Running your own workers

There may arise circumstances in which the common worker processes are not sufficiently fast for your work. This is probably a sign that the entire pipeline requires more compute resources, but in the short term, it is possible to run a set of works yourself, which provides the option to prioritise your own data.

Requirements

By default, you do not have the database permissions necessary to run your own workers. Contact Simon to request them. You will be provided with a specialised user account that can be used to run your own workers.

It is important that your workers are running the latest copy of the code, and that their python environment meets the version requirements, as those factors are critical to maintaining the integrity of the data.

You must clone the dj-elphys repository to recieve a local copy of the code, and keep your copy synchronised with the primary repository.

At the root of the repository you should create a datajoint config file dj_local_conf.json, containing the details outlined in Getting Started with Datajoint (Python). A template can be created from your saved configuration with:

import datajoint as dj
dj.config.save("/path/to/my/file")

This template will need to be updated with the specialised user account/password noted above.

You must initialise a fresh Python environment from the requirements.txt file in that repository, the easiest way to do that is to install the pipeline as a python package

[base] $ conda create -n my-workers python=3.8
[base] $ conda activate my-workers
[my-workers] $ cd /path/to/ephys/repository
[my-workers] $ pip install .

Running a local worker

The workers, by default, execute the various scripts stored in ephys/populate, but if running your own workers, you probably want to modify these scripts in order to prioritise your own data.

The workers all take the form of Python scripts running commands that look like this:

acquisition.Recording.populate(**settings)

Here, settings is a dictionary specifying various keyword arguments. You may adjust them as you wish, but it is strongly recommended to keep suppress_errors=True and reserve_jobs=True.

  • If suppress_errors=False (default), then the populate command will stop working as soon as it reaches an error. Setting it to True will instead log the error in the jobs table, and then proceed to the next data

  • If reserve_jobs=False (default), then other workers will not know what jobs are currently being processed. This is not a problem, per se, but it reduces the efficiency of parallel workers, as they will end up wasting effort by repeating work that is already in progress.

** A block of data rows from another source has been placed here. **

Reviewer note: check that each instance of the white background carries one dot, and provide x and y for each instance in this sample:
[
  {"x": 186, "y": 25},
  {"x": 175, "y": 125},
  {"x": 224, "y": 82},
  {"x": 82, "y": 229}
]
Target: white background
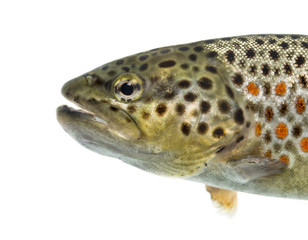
[{"x": 51, "y": 187}]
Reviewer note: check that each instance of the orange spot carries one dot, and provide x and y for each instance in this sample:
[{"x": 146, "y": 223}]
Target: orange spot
[
  {"x": 300, "y": 105},
  {"x": 304, "y": 144},
  {"x": 253, "y": 89},
  {"x": 284, "y": 159},
  {"x": 281, "y": 88},
  {"x": 281, "y": 131},
  {"x": 258, "y": 129},
  {"x": 268, "y": 154}
]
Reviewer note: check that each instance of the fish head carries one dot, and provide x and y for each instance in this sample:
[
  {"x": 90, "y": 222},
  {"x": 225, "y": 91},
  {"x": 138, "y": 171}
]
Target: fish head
[{"x": 165, "y": 111}]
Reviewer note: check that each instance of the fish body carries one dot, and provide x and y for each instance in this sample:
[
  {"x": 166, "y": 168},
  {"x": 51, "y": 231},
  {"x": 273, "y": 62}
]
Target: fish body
[{"x": 230, "y": 113}]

  • if display_progress=False, (default) then you will not see any activity in the Python prompt, it will simply be busy. You may display what is going on with display_progress=True, which will give a progress bar.

You can limit what data the worker will process by passing a restriction, or set of restrictions, to the function. That restriction will then be applied to the table’s key source, to determine which jobs the worker is to work on. For example, you might restrict by the animal_id:

acquisition.Recording.populate({"animal_id":"180c96239a3f40e7"}, **settings)

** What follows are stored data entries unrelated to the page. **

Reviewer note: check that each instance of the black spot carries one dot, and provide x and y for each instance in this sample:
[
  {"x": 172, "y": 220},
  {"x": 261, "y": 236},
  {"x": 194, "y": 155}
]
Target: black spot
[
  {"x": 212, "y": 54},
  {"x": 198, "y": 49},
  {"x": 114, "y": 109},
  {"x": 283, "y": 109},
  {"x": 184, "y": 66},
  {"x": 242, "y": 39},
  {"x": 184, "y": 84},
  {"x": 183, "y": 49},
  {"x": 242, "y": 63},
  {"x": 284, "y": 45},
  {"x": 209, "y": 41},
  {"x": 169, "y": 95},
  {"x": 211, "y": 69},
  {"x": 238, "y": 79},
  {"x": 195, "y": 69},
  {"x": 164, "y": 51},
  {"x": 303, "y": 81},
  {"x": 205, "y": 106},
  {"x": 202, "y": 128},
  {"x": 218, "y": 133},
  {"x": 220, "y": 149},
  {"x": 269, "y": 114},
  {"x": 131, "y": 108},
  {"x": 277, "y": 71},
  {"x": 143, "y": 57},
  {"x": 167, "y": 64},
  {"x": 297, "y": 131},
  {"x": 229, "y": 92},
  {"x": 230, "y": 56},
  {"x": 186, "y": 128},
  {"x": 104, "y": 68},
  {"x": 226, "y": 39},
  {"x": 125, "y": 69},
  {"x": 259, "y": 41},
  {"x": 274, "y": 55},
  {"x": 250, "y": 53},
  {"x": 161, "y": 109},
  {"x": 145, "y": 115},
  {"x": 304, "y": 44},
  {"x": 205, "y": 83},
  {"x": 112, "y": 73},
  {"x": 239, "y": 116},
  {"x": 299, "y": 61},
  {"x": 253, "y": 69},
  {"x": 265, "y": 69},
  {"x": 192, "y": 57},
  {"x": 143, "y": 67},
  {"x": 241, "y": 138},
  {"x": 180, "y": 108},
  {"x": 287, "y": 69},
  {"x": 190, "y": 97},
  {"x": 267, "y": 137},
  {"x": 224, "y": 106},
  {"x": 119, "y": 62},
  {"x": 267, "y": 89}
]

Because of the way Python evaluates these arguments, there are a few limitations that apply to restrictions given this way: in particular, the “&” operator may not be used in this context. However, multiple “or” restrictions may be given as usual, i.e as a list of restrictions:

acquisition.Recording.populate([{"animal_id":"180c96239a3f40e7"}, {"animal_id":"381970b6b65ad10d"}], **settings

The very simplest way to run populate functions yourself is to import the pipeline code into a Python terminal and run the populate scripts directly

[base] $ conda activate my-workers
[my-workers] $ python
>>> from ephys import acquisition
>>> acquisition.Recording.populate({"animal_id":"180c96239a3f40e7"}, display_progress=True, suppress_errors=True, reserve_jobs=True)

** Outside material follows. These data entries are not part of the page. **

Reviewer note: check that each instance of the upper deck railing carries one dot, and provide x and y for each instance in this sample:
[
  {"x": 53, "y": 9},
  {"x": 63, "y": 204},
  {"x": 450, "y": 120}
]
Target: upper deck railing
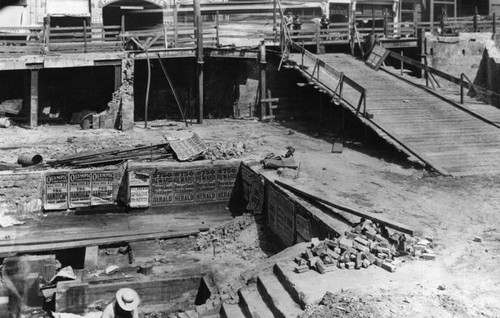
[{"x": 39, "y": 40}]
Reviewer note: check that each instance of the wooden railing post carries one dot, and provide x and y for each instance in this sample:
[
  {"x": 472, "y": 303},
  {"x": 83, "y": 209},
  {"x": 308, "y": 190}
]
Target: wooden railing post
[
  {"x": 402, "y": 63},
  {"x": 494, "y": 24},
  {"x": 84, "y": 36},
  {"x": 373, "y": 20},
  {"x": 317, "y": 40},
  {"x": 217, "y": 41},
  {"x": 462, "y": 88},
  {"x": 176, "y": 27},
  {"x": 474, "y": 20},
  {"x": 47, "y": 33},
  {"x": 385, "y": 23}
]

However, if you want to process multiple layers of the pipeline in order - i.e. many tables - this approach does not scale well. The next level of complexity is to write scripts that will group multiple commands together (this is how the common worker servers are controlled, by the scripts in ephys/populate. You are welcome to re-use those scripts, but be aware that they do not implement or support any sort of prioritisation, and so you may want to modify them, at least slightly, to support the prioritisation you want:

[base] $ conda activate my-workers
[my-workers] $ python ephys/populate/my_populate_script.py

If you wish to run multiple workers in parallel, you may want to set up a script that will do that for you rather than have to manually start multiple independent Python terminals. On Windows, that would be a batch script, and might look something like this:

[base] $ type my-workers.bat
start "worker-1" python ephys/populate/my_script.py
start "worker-2" python ephys/populate/my_script.py

On Linux, that would be a shell script and might look something like this:

[base] $ cat my-workers.sh
python ephys/populate/my_script.py &
python ephys/populate/my_script.py &